Mr. Rawlings in a message to mark the 32nd anniversary of the revolution he led to overthrow the constitutionally elected People’s National Party (PNP) administration headed then by the late Dr. Hilla Limann, maintained his resolve to “continue to confront the rot that is eroding the values many laid down their lives for”.
“Some of us cannot and will never depart from the principles that led to the revolution and sustained it for so long. We shall continue to confront the rot that is eroding the values many laid down their lives for. The struggle continues!” He stated.

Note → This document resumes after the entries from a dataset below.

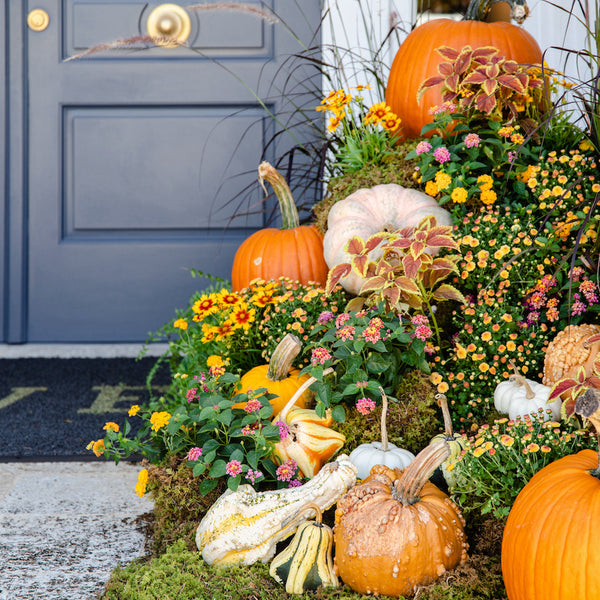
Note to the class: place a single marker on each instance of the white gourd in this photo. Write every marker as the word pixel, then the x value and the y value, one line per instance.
pixel 385 453
pixel 244 526
pixel 518 396
pixel 367 211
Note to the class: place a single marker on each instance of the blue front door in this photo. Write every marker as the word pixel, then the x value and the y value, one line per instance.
pixel 136 161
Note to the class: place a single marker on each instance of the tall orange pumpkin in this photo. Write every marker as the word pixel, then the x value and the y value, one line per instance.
pixel 416 61
pixel 550 543
pixel 294 251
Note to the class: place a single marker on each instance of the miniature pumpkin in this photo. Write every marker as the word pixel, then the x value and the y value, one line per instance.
pixel 277 377
pixel 416 60
pixel 519 396
pixel 441 476
pixel 367 456
pixel 294 251
pixel 367 211
pixel 309 441
pixel 244 526
pixel 549 545
pixel 569 350
pixel 396 530
pixel 306 564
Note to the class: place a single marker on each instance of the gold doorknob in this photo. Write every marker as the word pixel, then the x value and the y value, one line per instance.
pixel 38 19
pixel 169 25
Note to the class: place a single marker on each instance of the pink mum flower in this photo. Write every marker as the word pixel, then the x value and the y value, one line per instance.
pixel 194 453
pixel 365 405
pixel 286 471
pixel 233 468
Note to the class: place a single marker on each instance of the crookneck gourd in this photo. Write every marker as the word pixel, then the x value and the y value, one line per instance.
pixel 244 526
pixel 307 564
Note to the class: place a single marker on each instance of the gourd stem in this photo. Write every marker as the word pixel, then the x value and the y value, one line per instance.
pixel 312 506
pixel 408 488
pixel 289 212
pixel 478 10
pixel 520 380
pixel 588 406
pixel 384 407
pixel 448 430
pixel 283 356
pixel 299 392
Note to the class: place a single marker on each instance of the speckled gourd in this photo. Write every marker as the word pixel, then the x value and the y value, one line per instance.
pixel 244 526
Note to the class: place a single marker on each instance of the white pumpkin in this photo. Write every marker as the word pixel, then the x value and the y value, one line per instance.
pixel 518 396
pixel 367 211
pixel 366 456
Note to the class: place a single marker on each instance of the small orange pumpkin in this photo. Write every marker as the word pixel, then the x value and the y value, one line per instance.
pixel 416 61
pixel 549 545
pixel 295 251
pixel 278 377
pixel 396 530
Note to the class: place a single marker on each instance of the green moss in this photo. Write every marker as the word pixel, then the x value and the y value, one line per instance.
pixel 181 574
pixel 396 169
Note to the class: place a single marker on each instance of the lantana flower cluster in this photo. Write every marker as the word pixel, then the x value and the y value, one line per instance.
pixel 501 458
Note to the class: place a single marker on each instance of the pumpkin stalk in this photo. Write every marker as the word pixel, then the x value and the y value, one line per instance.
pixel 384 407
pixel 479 10
pixel 416 475
pixel 286 409
pixel 520 380
pixel 283 356
pixel 588 406
pixel 287 206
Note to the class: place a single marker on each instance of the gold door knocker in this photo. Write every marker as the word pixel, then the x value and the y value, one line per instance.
pixel 169 25
pixel 38 19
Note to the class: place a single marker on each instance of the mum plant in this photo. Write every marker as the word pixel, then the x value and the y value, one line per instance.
pixel 500 459
pixel 223 435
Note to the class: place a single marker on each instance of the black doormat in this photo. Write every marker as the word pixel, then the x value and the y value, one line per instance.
pixel 51 408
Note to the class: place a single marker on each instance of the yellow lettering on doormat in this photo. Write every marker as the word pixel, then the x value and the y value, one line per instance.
pixel 109 395
pixel 18 394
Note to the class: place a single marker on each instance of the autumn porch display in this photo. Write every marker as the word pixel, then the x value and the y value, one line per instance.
pixel 416 60
pixel 294 251
pixel 396 530
pixel 550 548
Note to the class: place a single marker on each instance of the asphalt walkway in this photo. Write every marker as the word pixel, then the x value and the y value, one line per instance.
pixel 64 526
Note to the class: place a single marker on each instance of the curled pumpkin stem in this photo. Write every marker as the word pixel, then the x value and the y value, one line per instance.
pixel 408 488
pixel 283 356
pixel 286 409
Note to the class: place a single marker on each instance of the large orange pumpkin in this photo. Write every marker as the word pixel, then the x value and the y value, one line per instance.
pixel 294 251
pixel 416 61
pixel 396 531
pixel 550 544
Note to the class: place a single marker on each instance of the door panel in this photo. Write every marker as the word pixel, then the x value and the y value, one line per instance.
pixel 137 159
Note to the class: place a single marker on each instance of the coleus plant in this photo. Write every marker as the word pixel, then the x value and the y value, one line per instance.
pixel 400 270
pixel 481 79
pixel 571 388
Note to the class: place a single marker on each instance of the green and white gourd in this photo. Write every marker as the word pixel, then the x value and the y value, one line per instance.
pixel 385 453
pixel 518 396
pixel 244 526
pixel 307 563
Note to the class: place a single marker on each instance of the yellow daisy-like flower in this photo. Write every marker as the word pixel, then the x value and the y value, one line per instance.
pixel 431 188
pixel 214 360
pixel 140 486
pixel 459 195
pixel 442 180
pixel 159 420
pixel 180 324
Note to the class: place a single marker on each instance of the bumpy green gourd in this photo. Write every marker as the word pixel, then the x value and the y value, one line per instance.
pixel 306 564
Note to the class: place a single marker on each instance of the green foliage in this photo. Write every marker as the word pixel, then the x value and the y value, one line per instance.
pixel 501 459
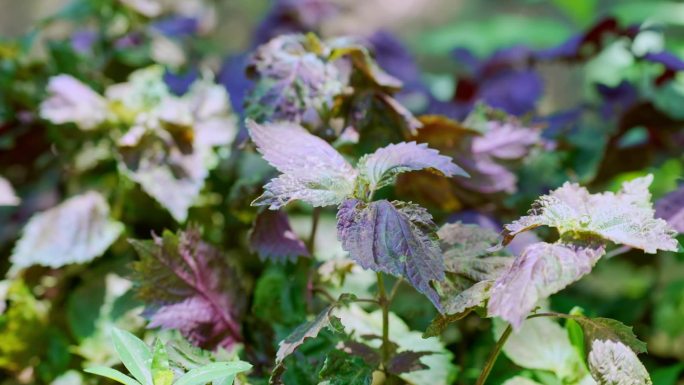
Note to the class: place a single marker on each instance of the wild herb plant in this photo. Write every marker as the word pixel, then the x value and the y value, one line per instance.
pixel 319 211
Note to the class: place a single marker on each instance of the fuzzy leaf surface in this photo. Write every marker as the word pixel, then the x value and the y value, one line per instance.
pixel 395 238
pixel 612 362
pixel 188 285
pixel 312 170
pixel 626 217
pixel 541 270
pixel 76 231
pixel 381 167
pixel 273 238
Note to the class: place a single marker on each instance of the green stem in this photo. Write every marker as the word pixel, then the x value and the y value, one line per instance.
pixel 314 227
pixel 491 360
pixel 384 305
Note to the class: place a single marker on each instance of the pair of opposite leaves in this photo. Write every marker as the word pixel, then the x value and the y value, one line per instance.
pixel 398 238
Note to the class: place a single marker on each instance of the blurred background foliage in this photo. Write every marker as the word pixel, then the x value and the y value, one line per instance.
pixel 449 40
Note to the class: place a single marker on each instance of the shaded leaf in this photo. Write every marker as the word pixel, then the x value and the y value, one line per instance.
pixel 381 167
pixel 541 270
pixel 395 238
pixel 670 208
pixel 212 371
pixel 7 195
pixel 341 368
pixel 112 374
pixel 407 361
pixel 606 329
pixel 294 79
pixel 312 170
pixel 612 362
pixel 76 231
pixel 626 217
pixel 273 238
pixel 189 286
pixel 470 267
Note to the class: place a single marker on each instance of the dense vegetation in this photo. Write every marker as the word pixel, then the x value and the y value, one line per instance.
pixel 320 209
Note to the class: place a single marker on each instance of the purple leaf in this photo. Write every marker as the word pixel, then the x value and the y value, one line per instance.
pixel 395 238
pixel 671 208
pixel 541 270
pixel 188 285
pixel 381 167
pixel 313 171
pixel 272 238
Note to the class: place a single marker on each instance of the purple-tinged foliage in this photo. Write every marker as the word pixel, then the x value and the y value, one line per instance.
pixel 381 167
pixel 671 208
pixel 470 267
pixel 396 238
pixel 177 26
pixel 407 361
pixel 273 239
pixel 541 270
pixel 625 218
pixel 312 170
pixel 293 16
pixel 293 80
pixel 188 285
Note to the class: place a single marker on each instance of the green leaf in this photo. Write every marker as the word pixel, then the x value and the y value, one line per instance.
pixel 112 374
pixel 341 368
pixel 161 371
pixel 76 231
pixel 210 372
pixel 134 354
pixel 609 329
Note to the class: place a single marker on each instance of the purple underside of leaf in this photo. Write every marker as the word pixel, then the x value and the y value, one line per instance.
pixel 394 238
pixel 541 270
pixel 272 238
pixel 188 286
pixel 671 208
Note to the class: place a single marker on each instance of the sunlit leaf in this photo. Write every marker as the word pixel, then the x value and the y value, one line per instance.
pixel 312 170
pixel 381 167
pixel 541 343
pixel 395 238
pixel 626 217
pixel 76 231
pixel 541 270
pixel 71 101
pixel 7 195
pixel 112 374
pixel 612 362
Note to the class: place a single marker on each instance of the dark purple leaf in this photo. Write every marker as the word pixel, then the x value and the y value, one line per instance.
pixel 395 238
pixel 188 285
pixel 272 238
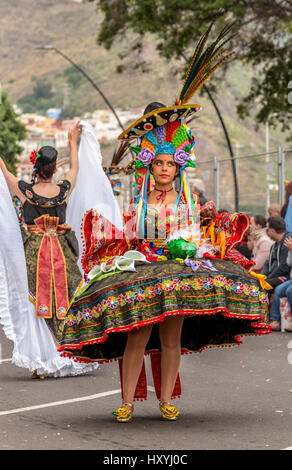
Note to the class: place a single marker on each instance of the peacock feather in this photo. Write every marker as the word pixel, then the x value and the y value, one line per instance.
pixel 205 61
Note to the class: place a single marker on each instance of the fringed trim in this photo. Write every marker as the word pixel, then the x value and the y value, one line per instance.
pixel 261 328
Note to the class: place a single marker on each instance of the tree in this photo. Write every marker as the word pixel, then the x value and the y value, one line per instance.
pixel 12 131
pixel 263 39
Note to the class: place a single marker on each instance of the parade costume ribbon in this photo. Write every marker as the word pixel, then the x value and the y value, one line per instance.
pixel 195 265
pixel 261 278
pixel 51 267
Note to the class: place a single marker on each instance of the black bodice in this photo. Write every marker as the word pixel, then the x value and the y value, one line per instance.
pixel 36 205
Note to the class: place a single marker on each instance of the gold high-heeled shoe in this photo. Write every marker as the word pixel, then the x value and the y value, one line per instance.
pixel 123 414
pixel 35 375
pixel 168 411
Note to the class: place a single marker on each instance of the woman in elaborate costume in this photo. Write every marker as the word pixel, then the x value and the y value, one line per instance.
pixel 48 273
pixel 168 283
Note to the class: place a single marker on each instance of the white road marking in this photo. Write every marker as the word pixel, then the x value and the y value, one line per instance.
pixel 65 402
pixel 58 403
pixel 6 360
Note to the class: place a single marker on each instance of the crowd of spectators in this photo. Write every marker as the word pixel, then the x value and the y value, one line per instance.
pixel 269 243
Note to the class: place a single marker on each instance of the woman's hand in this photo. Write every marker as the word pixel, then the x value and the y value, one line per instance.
pixel 288 243
pixel 74 133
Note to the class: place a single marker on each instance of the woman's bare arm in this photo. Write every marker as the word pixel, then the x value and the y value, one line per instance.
pixel 73 136
pixel 11 181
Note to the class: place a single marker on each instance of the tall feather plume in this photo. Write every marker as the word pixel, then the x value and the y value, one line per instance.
pixel 205 61
pixel 120 153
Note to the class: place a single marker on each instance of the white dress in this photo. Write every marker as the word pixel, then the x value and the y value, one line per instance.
pixel 34 347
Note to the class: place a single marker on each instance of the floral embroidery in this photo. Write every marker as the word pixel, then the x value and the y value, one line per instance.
pixel 43 308
pixel 219 281
pixel 167 285
pixel 28 194
pixel 238 287
pixel 208 283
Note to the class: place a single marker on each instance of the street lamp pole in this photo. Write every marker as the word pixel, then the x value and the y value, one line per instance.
pixel 49 47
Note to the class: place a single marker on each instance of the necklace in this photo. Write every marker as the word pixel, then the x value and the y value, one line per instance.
pixel 162 196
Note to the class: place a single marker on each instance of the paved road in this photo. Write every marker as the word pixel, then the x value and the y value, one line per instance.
pixel 233 398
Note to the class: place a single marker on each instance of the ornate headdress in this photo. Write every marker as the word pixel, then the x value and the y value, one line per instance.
pixel 164 129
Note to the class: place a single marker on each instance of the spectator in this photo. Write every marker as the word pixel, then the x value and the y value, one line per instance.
pixel 283 290
pixel 198 188
pixel 288 193
pixel 276 268
pixel 286 211
pixel 274 209
pixel 260 241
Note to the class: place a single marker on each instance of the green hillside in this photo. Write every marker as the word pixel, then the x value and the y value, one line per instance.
pixel 72 28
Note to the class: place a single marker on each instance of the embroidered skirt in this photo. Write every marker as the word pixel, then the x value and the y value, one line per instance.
pixel 69 246
pixel 219 307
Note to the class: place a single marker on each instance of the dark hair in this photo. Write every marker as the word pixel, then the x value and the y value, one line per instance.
pixel 277 223
pixel 260 220
pixel 152 106
pixel 45 164
pixel 288 192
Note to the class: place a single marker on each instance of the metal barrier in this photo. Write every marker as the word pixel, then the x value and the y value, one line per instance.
pixel 261 181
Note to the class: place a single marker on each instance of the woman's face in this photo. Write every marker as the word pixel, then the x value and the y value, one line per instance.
pixel 164 169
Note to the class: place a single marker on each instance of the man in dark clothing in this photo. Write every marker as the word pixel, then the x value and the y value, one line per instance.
pixel 276 268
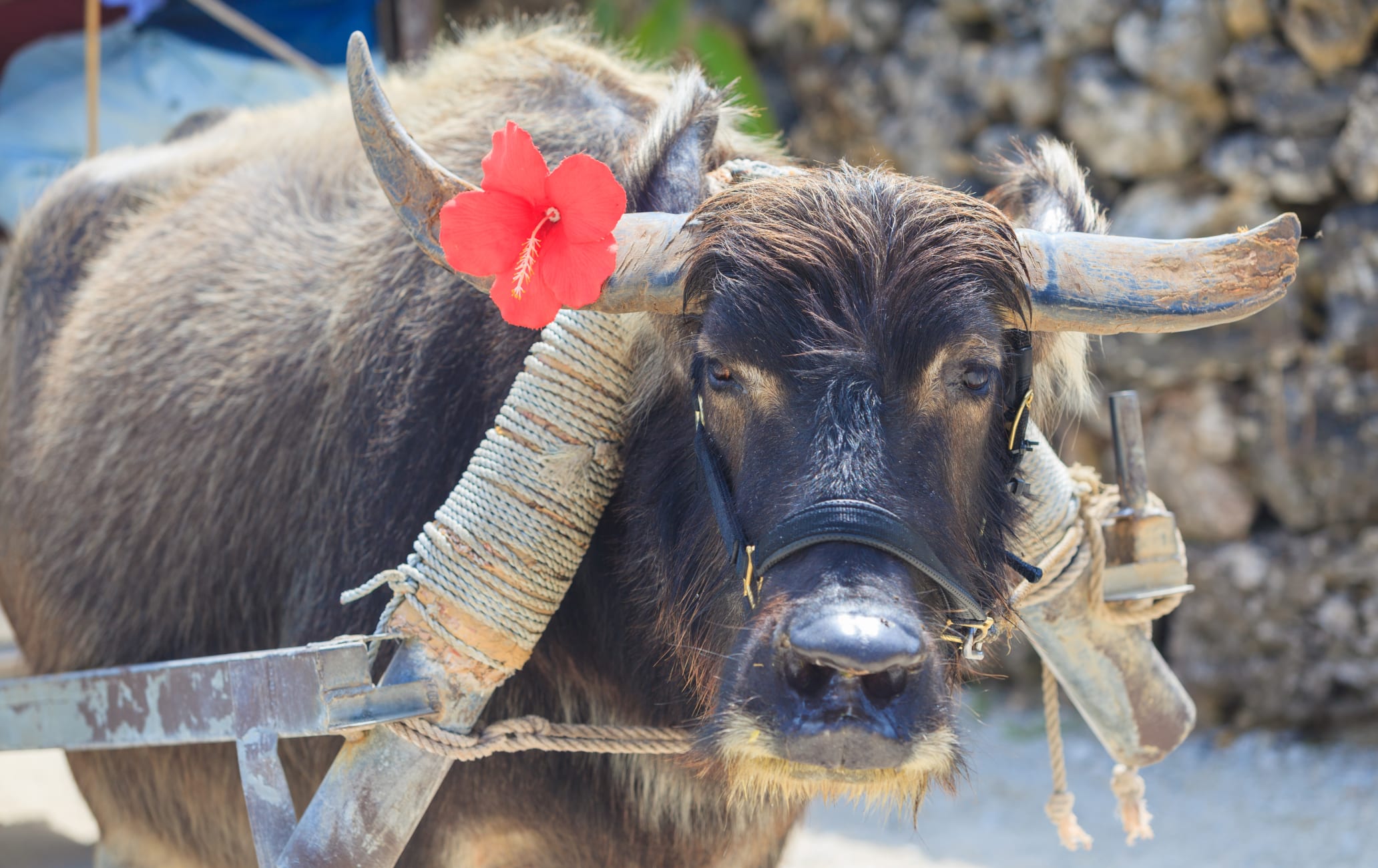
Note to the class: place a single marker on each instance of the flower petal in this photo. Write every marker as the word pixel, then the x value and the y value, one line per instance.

The former head of the Armed Forces Revolutionary Council (AFRC) ruled the country as a military leader under the Provisional National Defence Council (PNDC) until 1992, when he stepped down to to contest the presidential election as a civilian.
He subsequently explained that the “holy war” was necessary due to the PNP’s failure to provide effective leadership and by the collapse of the national economy and state services.
Mr. Rawlings commended the “cadres, foot soldiers and the millions of Ghanaians who in diverse ways played a role in the decade that stopped the rot”.
“Thirty-two years ago a revolutionary wave swept across the country and brought in its wake a sense of national purpose and responsibility. Ghanaians once again embraced patriotism and fought with their lives to bring the country back onto its feet after confronting huge challenges including a debilitating famine and the deportation of over one million of our compatriots from Nigeria.
“Through your combined sweat and toil, Ghana saw significant socio-economic and socio-political development that is unsurpassed in the nation’s history. The relative political stability from 1981 till today is because you the people of Ghana took your destiny into your hands and decided that you were going to thread a path of development that was fashioned on the principles of probity, accountability, freedom and justice.”
He is however unhappy that the “core tenet” of the revolt has been eroded giving rise to corruption in government.
He therefore urged Ghanaians to “recognise that the challenge is not one only for political leadership”.
“We all have a role to play in instilling sound values of probity, accountability, freedom and justice in our society.
“Today your sweat and toil has been eroded by a culture of corruption that is practiced and tolerated by those who are supposed to fight it,” Mr. Rawlings stressed.